Nach der Wahl des neuen französischen Präsidenten François Hollande Jurist machen die Europäer ein stärkeres Wirtschaftswachstum zu ihrem Topthema. Die Staats- und Regierungschefs der EU treffen sich dazu am 23. Mai zu einem Sondergipfel in Brüssel, um konkrete Schritte zu debattieren. EU-Kommissionspräsident José Manuel Barroso forderte am Dienstag von den Regierenden, spätestens Ende Juni bei ihrem nächsten regulären Gipfel Nägel mit Köpfen zu machen.

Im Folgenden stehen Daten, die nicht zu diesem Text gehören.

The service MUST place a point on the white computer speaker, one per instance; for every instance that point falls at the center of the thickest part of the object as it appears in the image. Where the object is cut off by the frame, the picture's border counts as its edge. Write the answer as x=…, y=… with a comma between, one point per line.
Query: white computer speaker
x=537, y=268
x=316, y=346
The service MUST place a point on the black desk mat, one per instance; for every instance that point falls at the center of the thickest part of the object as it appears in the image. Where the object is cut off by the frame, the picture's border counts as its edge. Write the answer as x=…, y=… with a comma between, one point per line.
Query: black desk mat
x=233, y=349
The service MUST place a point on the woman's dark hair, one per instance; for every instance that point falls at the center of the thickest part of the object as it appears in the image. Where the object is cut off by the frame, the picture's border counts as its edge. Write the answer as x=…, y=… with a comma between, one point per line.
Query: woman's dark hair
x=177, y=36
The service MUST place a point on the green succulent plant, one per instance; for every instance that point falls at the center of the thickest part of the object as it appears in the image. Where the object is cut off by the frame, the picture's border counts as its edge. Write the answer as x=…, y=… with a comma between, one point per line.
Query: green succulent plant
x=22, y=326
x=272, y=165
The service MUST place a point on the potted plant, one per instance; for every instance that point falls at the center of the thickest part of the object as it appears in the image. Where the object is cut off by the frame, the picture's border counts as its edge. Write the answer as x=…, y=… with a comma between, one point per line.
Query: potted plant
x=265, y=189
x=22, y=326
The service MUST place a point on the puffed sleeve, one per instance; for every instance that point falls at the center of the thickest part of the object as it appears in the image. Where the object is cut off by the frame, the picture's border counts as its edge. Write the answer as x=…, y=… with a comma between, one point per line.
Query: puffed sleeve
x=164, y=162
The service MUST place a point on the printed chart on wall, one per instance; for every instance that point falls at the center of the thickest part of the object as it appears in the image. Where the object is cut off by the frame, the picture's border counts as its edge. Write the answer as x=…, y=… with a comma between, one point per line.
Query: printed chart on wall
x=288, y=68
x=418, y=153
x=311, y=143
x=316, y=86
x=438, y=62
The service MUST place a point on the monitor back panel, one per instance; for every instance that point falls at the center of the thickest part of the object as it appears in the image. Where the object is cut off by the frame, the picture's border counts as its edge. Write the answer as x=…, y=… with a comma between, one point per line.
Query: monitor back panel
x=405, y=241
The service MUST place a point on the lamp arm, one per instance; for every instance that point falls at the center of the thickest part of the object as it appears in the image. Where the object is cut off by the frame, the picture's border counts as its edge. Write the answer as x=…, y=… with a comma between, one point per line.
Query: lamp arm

Bei einem Arbeitsabendessen am 23. Mai sollen alle Regierungschefs Hollande kennenlernen, sagten EU-Diplomaten. Zugleich solle jedoch auch der schon seit langem geplante „Wachstumsgipfel“ vom 28./29.Juni vorbereitet werden.

Streit um den Pakt

Dies sei jetzt besonders dringlich, weil der Sozialist Hollande den Stabilitätspakt durch einen Wachstumspakt ergänzen will. Bundeskanzlerin Angela Merkel (CDU) und andere Partner lehnen eine Neuverhandlung des Pakts strikt ab. Zudem haben die Befürworter des Sparkurses im bankrotten Euro-Land Griechenland bei den Parlamentswahlen vom Wochenende eine verheerende Niederlage erlitten.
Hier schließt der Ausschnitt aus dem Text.